Les lois de la mer imposent à tout navire de commerce de disposer un transmetteur AIS, qui relève sa position par radio afin de pouvoir suivre son itinéraire en temps, réel, comme sur une immense carte GPS du trafic maritime qui indique, pour chaque embarcation, son nom, sa destination, et sa course. Ce n’est pas obligatoire pour les vaisseaux de guerre, mais la majorité d’entre eux utilise au moins le système dans les eaux les plus traversées.

Or, depuis un an, ce système semble avoir été piraté, et des navires de guerre de différents pays -identifiés par leur nom et leur matricule- apparaissent au hasard sur le système. Parfois, ce sont même des messages préenregistrés qui semblent être émis depuis ces « vaisseaux fantômes ». Et en général, ils semblent voguer à proximité d’endroits sensibles : les ports de nations rivales, les détroits stratégiques, ou les zones contestées. Comme au large de la Crimée, en juillet dernier.

Dangereuses provocations

Mais ce n’est pas un cas isolé, loin de là. Bjorn Bergman est data-analyste, et il assure qu’il ne s’agit là ni d’une blague ni d’un problème technique, tant tout semble pensé pour rendre crédibles ces navires-fantômes: « A SkyTruth, on est d’habitude particulièrement attentif aux piratages concernant l’activité des navires de pêche, et on tente de comprendre comment les données ont été falsifiées afin de pouvoir mieux les détecter. Mais ici, les faux messages émis sont très crédibles, très semblables à ceux émis par les vrais navires avant et après l’imposture. » Bergman ainsi détecté neuf vaisseaux suédois en Méditerranée, et rien ne semblait anormal si ce n’était que l’Amirauté du pays lui a confirmé en direct que ceux-ci étaient tous au port.
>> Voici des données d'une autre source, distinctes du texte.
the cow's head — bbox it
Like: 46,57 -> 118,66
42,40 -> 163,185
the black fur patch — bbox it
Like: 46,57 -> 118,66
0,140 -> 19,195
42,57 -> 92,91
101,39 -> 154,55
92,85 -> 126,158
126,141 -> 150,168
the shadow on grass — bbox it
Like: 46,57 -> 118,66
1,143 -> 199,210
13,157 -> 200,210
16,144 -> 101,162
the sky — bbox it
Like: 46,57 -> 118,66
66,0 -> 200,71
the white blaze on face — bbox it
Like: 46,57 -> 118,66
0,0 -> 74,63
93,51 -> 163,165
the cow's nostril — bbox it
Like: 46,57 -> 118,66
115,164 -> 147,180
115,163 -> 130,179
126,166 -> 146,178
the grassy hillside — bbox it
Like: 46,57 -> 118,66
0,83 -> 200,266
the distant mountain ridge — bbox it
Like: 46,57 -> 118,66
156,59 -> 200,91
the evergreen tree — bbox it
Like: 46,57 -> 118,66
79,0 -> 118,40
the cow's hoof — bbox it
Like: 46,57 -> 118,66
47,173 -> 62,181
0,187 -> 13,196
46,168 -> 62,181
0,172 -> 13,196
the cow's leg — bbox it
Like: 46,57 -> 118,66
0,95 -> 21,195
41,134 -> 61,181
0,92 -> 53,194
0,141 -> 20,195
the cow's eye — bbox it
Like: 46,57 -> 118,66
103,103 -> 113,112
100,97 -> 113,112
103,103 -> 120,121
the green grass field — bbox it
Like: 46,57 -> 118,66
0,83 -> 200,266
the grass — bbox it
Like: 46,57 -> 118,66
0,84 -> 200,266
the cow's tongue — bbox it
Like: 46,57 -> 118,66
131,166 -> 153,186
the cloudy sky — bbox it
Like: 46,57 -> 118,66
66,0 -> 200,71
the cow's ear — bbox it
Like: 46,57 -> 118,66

En juin dernier, le destroyer britannique HMS Defender a été -faussement- signalé faisant cap vers le port militaire russe d’Odessa. La semaine suivante, c’était la frégate néerlandaise HNLMS Evertsen, et même toute une flottille Otan quelques jours plus tard. Bjorn Bergman a bien envisagé de fausses provocations mises au point par les Russes pour passer pour les agressés.

Pavillon mystère

Mais leurs navires aussi apparaissent là où ils ne sont de toute évidence pas : le patrouilleur Pavel Derzhavin a été signalé par AIS dans les eaux ukrainiennes, tandis que la corvette Stoikiy serait partie, parfaitement visible sur le Web, de Kaliningrad pour voguer dans les eaux polonaises. Des provocations pures, totalement improbables et très probablement dues à des navires-fantômes.

Personne ne sait qui pirate ainsi les données du trafic maritime mondial pour jouer aussi avec le feu, et personne ne sait exactement pourquoi. Quant au comment, M. Bergman préfère rester évasif : il a confié à Wired qu’il préférait ne pas en révéler plus, pour que les coupables ne deviennent pas encore plus insaisissables.